Carol Phillips at DHD10 photo

Carol Phillips of Kalkaska County speaks Friday during a District Health Department No. 10 Board meeting about the point-of-sale inspection program.

CADILLAC — A legal opinion came back to health officials that says a year’s worth of public hearings, debate and government action resulted in absolutely nothing for a pair of northern Michigan counties.

The District Health Department No. 10 Board learned Friday from its lawyer Catherine Jasinski that neither Kalkaska nor Manistee counties managed to make any changes to its sanitary code, despite a solid year of efforts.

Both counties had in recent months attempted to alter the existing point-of-sale inspection regulation — Kalkaska to bail out entirely and Manistee to eliminate some exemptions and extend the validity of inspections to three years.

The counties had to approve each others’ changes for them to take effect, along with officials from the eight other counties in the health district which don’t actually participate in the program. That’s simply the way district health departments work.

Therein lies the rub.

In September, Kalkaska County commissioners signed off on the changes Manistee County officials sought. But then in October, Manistee County commissioners refused to allow Kalkaska County to opt out of the program.

Not to be rejected and outdone, Kalkaska County commissioners decided during a special Oct. 31 session to rescind their first vote and change their minds to prevent Manistee County from altering the rules of the program. The consensus was if they couldn’t have their way, then neither could their adversaries.

The question then came down to whether Kalkaska County could renege or if the sanitary code was closed by the time the Halloween evening re-vote arrived, said Kevin Hughes, district health officer.

The district consulted legal counsel to sort out how the dust settled.

“There’s not a lot of case law about this,” Hughes told the Health Board Friday morning in Cadillac.

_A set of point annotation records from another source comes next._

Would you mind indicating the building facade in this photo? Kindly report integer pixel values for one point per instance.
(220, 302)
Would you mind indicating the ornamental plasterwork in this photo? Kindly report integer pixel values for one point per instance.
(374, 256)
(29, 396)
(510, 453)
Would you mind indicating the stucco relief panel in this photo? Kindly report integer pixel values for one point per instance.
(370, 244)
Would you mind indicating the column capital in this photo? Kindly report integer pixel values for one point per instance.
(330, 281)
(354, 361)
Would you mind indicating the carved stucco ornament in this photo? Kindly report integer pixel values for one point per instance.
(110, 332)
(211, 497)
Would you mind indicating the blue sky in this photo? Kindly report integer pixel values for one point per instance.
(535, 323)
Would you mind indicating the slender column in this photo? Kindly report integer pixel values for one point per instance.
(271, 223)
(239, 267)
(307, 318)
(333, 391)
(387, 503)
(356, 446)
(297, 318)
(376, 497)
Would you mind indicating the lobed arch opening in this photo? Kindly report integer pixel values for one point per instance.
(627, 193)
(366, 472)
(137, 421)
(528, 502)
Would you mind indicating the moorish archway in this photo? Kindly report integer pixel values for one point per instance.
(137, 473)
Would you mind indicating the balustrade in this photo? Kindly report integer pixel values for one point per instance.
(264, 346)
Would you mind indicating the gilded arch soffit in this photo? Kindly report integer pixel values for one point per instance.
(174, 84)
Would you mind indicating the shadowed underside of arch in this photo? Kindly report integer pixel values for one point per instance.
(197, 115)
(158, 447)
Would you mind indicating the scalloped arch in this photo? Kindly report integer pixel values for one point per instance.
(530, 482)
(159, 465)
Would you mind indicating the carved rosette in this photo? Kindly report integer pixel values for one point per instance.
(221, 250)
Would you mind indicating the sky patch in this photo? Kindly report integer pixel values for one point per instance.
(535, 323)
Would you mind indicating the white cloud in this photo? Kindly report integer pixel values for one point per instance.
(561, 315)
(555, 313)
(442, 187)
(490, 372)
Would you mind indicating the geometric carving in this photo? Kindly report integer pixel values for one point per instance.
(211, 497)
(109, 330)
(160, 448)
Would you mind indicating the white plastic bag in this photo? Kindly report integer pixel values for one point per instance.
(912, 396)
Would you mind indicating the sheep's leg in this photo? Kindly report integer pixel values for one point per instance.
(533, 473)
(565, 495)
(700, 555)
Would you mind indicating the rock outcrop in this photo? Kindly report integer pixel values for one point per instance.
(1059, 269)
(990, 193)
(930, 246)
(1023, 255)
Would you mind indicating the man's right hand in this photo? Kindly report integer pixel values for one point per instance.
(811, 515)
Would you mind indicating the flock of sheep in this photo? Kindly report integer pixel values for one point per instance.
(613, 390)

He received Jasinski’s written legal opinion Thursday evening, he said, and the lawyer’s interpretation was Kalkaska’s re-vote was valid. In the end, both counties successfully blocked each others’ efforts.

Jasinski wrote that governmental entities in Michigan adhere to general parliamentary procedures and legislative bodies have the right to reconsider or rescind previous actions. Because Kalkaska County commissioners changed their minds within a 45-day waiting period, the re-vote was perfectly legal.

“The amendment to the sanitary code was not yet ‘effective’ and not impossible to undo,” Jasinski wrote.

Hughes explained to Health Board members that means nothing changed at all.

“We are back to where we were at the start,” he said.

Both Kalkaska and Manistee counties must continue to enforce the existing point-of-sale inspection policy as written.

Hughes said perhaps commissioners from both counties could be approached again next year to address concerns that arose during the debate over point-of-sale septic and water well inspections. The health district could even broker a joint meeting to air out issues over which officials have come to loggerheads, he suggested.

Pauline Jaquish, both a Manistee County commissioner and member of the district’s Board of Health, said she’s confident residents of her county would prefer to have the amended rules in place.

Changes Manistee County commissioners voted to make to their point-of-sale program included the removal of several exemptions to the inspection policy, plus the extension of inspections’ validity from 2 to 3 years.

But commissioners there balked at the idea of Kalkaska County bowing out of the program altogether because the communities share a watershed connected by the Manistee River. What goes into the river upstream in Kalkaska — including human waste — eventually flows downstream to Manistee and then into Lake Michigan.

Patty Cox, Kalkaska County commissioner and member of the district’s Board of Health, said she doesn’t know whether it would be beneficial to meet with Manistee County commissioners to further discuss the matter.

“Personally, I think it’s done. I don’t like to beat a dead horse,” Cox said.

Seth and Carol Phillips, Kalkaska County residents and outspoken proponents of regulated septic inspections, attended the Friday morning meeting to talk about the ordeal. Carol Phillips said she wants officials to return to the table and continue to tackle the issue.

“Kalkaska still has a pending motion tabled to establish an advisory group to recommend improvements to our program, just like Manistee County did. Knowledgeable volunteer experts still stand ready to assist,” she said.

Carol Phillips asked the Health Board to encourage Kalkaska County officials to establish such a committee.

Laura de la Rambelje, acting director of the state Department of Health and Human Services’ division of local public health, said there continues to be a push for legislation to establish a statewide sanitary code to regulate septic systems, one that could include point-of-sale inspections as part of the rules.

Cox said she didn’t like that prospect one bit.

“I hate to have Lansing have more control over us than they do already,” Cox said.

De la Rambelje attended Friday’s meeting to discuss necessary public health services an individual county would be mandated to provide, should it withdraw from a health district. That route has been suggested by some Kalkaska County officials as a possible option to get their way on the point-of-sale inspection battle.

Health and environmental advocates point to concerns with faulty septic systems that include risks associated with fecal contamination of groundwater and surface water bodies. That type of pollution can lead to both human health concerns and environmental degradation.